During the “big finish” of the video, the two groups join in together on their presently shared choreography, having found peace and common ground through this understanding of the “no scrubs” code that has, evidently, been updated to “no broke boys.” A concept Destiny’s Child also spoke to on “Bills Bills Bills,” which, incidentally, was released the same year as “No Scrubs”—but the former put their single out in May of 1999, two months after “No Scrubs” had already caused shock and delight around the world (though mainly in the United States, where a “response song” like “No Pigeons” “had to be” released in order to “keep women in check,” or some such bullshit male logic).
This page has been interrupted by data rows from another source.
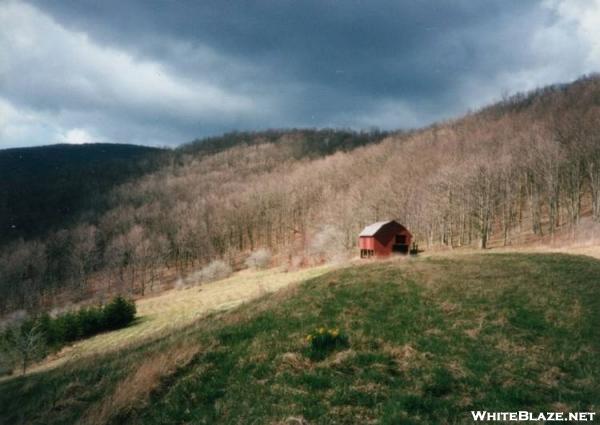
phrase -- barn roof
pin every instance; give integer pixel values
(371, 229)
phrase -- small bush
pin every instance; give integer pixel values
(118, 313)
(36, 337)
(323, 341)
(259, 259)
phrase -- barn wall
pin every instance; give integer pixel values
(366, 242)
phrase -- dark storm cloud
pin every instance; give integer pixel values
(248, 65)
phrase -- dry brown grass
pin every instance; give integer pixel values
(134, 391)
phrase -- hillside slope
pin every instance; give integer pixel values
(429, 340)
(525, 169)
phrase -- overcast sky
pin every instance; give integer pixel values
(166, 72)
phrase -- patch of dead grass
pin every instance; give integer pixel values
(134, 391)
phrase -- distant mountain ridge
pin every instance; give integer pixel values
(43, 188)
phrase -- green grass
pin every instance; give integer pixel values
(429, 340)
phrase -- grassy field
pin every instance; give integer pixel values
(429, 340)
(160, 315)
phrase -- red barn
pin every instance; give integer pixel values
(383, 238)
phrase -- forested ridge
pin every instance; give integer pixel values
(529, 164)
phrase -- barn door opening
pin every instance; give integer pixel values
(400, 244)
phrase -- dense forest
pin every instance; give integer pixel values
(527, 165)
(47, 188)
But Tinashe actually succeeds more deftly than Destiny’s Child at distilling and repurposing what TLC already said, refreshing their message with the upbeat chorus, “No broke boys, no new friends/I’m that pressure, give me my tens/Ain’t no lie, ain’t no shade/Fuck on me, then you know he paid/Looks so good, makes no sense/Bad ass bitch, with my bad ass friends/No broke boys, ain’t no shade/Fuck on me, then you know he paid.” All sung in a very “cheerleader chant” sort of way.
By the final frame of the video, however, Tinashe is walking all alone down the fifty-yard line—yet another indication that she’d rather be a “lone” wolf/cheerleader than settle for some dusty football player who’s going to end up as a used car salesman rather than a Travis Kelce. Hey, no one ever said capitalism and “love” weren’t inextricably linked. Least of all TLC.